8. Elles n'exigent pas que les prétentions et les moyens contenus dans les conclusions d'appel figurent formellement sous un paragraphe intitulé « discussion ». Il importe que ces éléments apparaissent de manière claire et lisible dans le corps des conclusions.

9. Pour confirmer le jugement, l'arrêt retient que les conclusions de l'appelante ne comprenant aucune partie discussion au sens de l'article 954, alinéas 2 et 3, du code de procédure civile puisque qu'elles se limitent à présenter l'objet de la demande décliné d'abord en fait puis en droit, de sorte que la cour d'appel, qui n'a pas à répondre au moindre moyen invoqué dans une partie discussion, ne peut que confirmer le jugement, sans qu'il soit utile d'examiner la question de la recevabilité des moyens nouveaux opposée par les intimés.
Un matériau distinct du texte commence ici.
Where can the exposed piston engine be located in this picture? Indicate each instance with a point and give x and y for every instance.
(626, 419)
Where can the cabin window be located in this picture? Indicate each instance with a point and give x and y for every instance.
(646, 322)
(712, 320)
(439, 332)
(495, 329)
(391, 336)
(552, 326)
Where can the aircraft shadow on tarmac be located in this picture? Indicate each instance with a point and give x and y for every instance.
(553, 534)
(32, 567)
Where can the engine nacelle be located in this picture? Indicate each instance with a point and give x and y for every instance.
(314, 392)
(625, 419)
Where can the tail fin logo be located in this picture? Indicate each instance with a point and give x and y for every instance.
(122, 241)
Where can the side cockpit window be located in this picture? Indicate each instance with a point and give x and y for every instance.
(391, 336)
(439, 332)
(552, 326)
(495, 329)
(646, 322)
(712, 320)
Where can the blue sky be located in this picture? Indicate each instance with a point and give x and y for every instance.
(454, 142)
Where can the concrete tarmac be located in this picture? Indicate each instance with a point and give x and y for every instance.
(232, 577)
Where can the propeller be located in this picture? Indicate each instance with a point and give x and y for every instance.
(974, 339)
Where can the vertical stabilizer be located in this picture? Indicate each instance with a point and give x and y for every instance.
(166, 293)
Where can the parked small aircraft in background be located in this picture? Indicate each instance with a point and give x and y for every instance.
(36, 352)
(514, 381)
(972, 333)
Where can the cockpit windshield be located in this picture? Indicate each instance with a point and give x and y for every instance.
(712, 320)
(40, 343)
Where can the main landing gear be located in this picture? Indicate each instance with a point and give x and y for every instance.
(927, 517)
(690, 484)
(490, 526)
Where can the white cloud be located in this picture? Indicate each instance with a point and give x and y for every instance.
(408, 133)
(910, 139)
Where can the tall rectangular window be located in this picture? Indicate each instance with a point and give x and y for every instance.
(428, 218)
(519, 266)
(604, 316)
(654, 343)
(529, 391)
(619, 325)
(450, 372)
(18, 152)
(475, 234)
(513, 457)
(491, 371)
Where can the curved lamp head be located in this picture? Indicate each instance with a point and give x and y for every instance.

10. En statuant ainsi, alors que les conclusions de l'appelante distinguaient, dans la partie « en droit », les prétentions ainsi que les moyens soutenus en appel à l'appui des prétentions, la cour d'appel, qui a ajouté au texte une condition qu'il ne prévoit pas, a violé le texte et le principe susvisés.

PAR CES MOTIFS, la Cour :

CASSE ET ANNULE, en toutes ses dispositions, l'arrêt rendu le 19 janvier 2021, entre les parties, par la cour d'appel d'Amiens ;

Remet l'affaire et les parties dans l'état où elles se trouvaient avant cet arrêt et les renvoie devant la cour d'appel de Douai.